Choose quality, buy local
Out with the big and bland, in with the small, sweet and succulent
by Nancy Hinton (food writing 2004)
I just got back from some shopping in the city, and I’m outraged. It’s the height of the strawberry season in Quebec, and at a certain Westmount grocer’s, I see only California strawberries! And summer squash from Peru, and all these other overly packaged, all too pristine and perfect fruit and veg in the place of the abundant local crop. How do they get away with it? Its not like this is an isolated case either; mass produced imports are everywhere, while the higher quality, local produce requires hunting down, trips across town. It would appear that this is what the consumer wants, which I can hardly imagine. Especially that its not just a matter of principle, its about taste and freshness. Produce at its peak from a neighboring farm is bound to taste better than strains bred for sturdiness picked too early, shipped thousands of miles by truck to be shot with ethylene gas to ripen at the warehouse beore being shipped to stores. I see the fields and stalls in the country, I know what’s in season, what’s out, what’s not. But obviously, the average city dweller doesn’t, or doesn’t care, and certainly isn’t encouraged to inquire. He probably trusts that his vendor is providing him with what is best, and he’s been duped.
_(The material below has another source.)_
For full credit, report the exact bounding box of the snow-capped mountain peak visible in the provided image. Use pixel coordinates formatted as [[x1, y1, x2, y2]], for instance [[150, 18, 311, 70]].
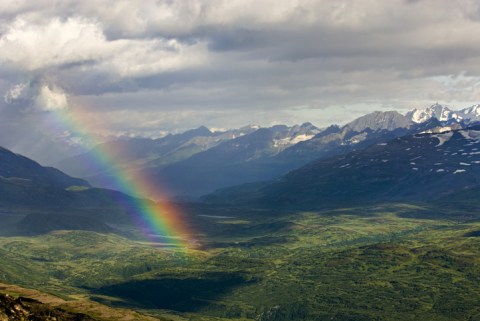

The state of our food supply is on my mind a lot lately as I become increasingly close to farmers, and pay more attention to what’s on store shelves and in people’s baskets. I now realize how ignorant I was too about where my food came from or how it was produced before I went to work as chef in the country, met the likes of Anne Desjardins, and actually saw the crops growing, met the farmers and listened to their stories. Looking back, it strikes me as screwed up that even a plugged in chef like me could be in the dark about so many things. What’s Mr. Joe Blow who doesn’t spend all day thinking about food supposed to do, he can hardly to to blame. There’s this big machine of a backwards system that controls what we eat, and wants to keep it that way too. The clout of big agri-business, the fact that the big guys are heavily subsidized, coupled with the difficulties of setting up networks for a different distribution for such a short growing season make it hard for the artisans to compete. Who would have thought that there was so much fraud and scandal in the world of fruits and vegetables? I’ve even encountered imports being sold as local at the market, where I guess some people do care...
The fact is is that there is an abundance of quality local produce that doesn’t make it to the shelves of our superstores or vegetable perveyors because they aren’t willing to pay the price, or make the efforts involved in dealing with the little guys, preferring to buy cheaper or easier industrial imports. Until people start putting more pressure on their grocers by not buying this stuff, or making special requests, things won’t change fast enough to save our small local farmer.
There has been some progress, if you consider the promotion of local foodstuffs and artisans on top restaurant menus, the popularity of the farmers’ markets, the growing size of organic sections in the supermarkets, the rise in interest in food culture in general. Given our agricultural history, and cultural tradition of eating well, you’d think it would be more important in our collective conscience. There is some food ethics activism stirring, but it has yet to come mainstream. If the people who can afford to pay a little extra for better food aren’t doing it, then we have along way to go to make it affordable for everyone. Chefs like Anne Desjardins and Normand Laprise made a grass roots start 20 years ago in their support of local farmers, in parallel with organizations like Equiterre who now supply many city dwellers with farm baskets. They were promised a hopeful future, but the fact is that we haven’t come all that far, and those that are still around are still struggling.
All because most of us are too busy to care, because we’re so influenced by convenience and packaging and corporate advertising, or because we feel too squeezed financially to explore what is perceived to be a much more expensive way of eating. (In fact we spend less than we ever did on food and half as much of our income as European countries, we just spend more on Ipods or something). In the city, its so easy to be oblivious to the hows and whys of the farm, the cause and effect of the weather, what practices are sound or not, who is doing what right, who is not. However, we have to ask these questions so that we can make intelligent choices for our own pleasure and health, but also to support those producers in our backyard who toil with their hearts and good sense to produce quality over those that have no regard for anything but the bottom line. We would be getting much more bang for our buck, real flavor, and heirloom varieties that wouldn’t survive the long haul of transport, all while supporting the local economy. We consumers have the power to choose, and can make a difference with our dollar.